Наконец он снова сдвинулся с места, взошел со мной на руках по высоким ступенькам, наверху повернулся к пустому залу, медленно опустился на одно колено, поднял голову и, глядя вдаль, со слезами на глазах проговорил надрывающим душу голосом:
— Свершилось. Я победил…
Заиграла печальная музыка. Понас Макс, будто бы не в силах вынести множества обвиняющих взглядов, медленно отвернулся от зала и мягко опустил меня на землю.
— Ну вот… Так тебе будет удобнее, — спокойно прошептал он.
Я не могла глаз от него оторвать. Ведь он только что плакал! Как ему это удается? Мне захотелось аплодировать.
— Чудесно! — тихо сказала я.
— Значит, ты — племянница Казимеры?
— Почти…
— А у нас еще где-нибудь играешь? Что-то раньше я тебя не замечал…
— Нет, первый раз…
— М-м… Ну ничего, все примерно так и начинают, — дружелюбно подмигнул он. — Хотя, конечно, бывают исключения.
— Я совсем не…
— Погоди, детка, давай послушаем, что они там болтают…
На мгновение он умолк, прислушался к тому, что делалось на сцене, потом спокойно сказал:
— Нет, еще рано…
Фантастические создания эти артисты!
Тем временем на сцене кипели страсти. Оглушительно звонили колокола, актеры старались их переорать, а режиссер пытался одновременно сыграть все роли и злился, что никто ему не помогает.
— А ты, малышка, довольно симпатичная… — сказал понас Макс, снова оглядев меня с головы до ног.
— Спасибо… — немного смутившись, пробормотала я.

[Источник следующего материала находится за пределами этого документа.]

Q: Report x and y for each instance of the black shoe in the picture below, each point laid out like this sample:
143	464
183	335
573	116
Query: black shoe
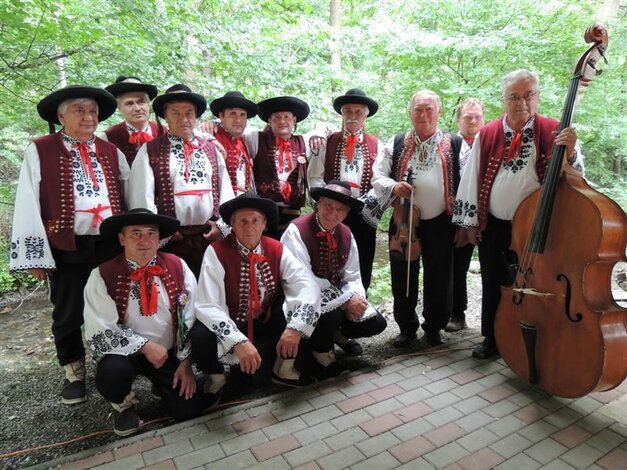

— Только очень уж худенькая… Не ешь ничего, наверное?
— Ем.
— Настоящей женщине полагается иметь приличный бюст и круглую попку, а у тебя, как я погляжу, ни того ни другого. Какая из тебя женщина? Никаких центров притяжения… Кости, кожа да нос.
Тут он — наверное, желая убедиться в правильности своих слов — довольно ощутимо ущипнул меня за бок, а я невольно вскрикнула, потому что боюсь щекотки.
И началось!
— Что там наверху происходит? — взревел режиссер. — Девушка не справляется со своей ролью? Может, вам что-нибудь непонятно, барышня? Как, говорите, вас зовут?
— Эльвира… — приподняв голову, ответила я.
— Ну и что же вам неясно, а? Или, может, вы решили внезапно воскреснуть из мертвых и таким образом усовершенствовать нашу классику?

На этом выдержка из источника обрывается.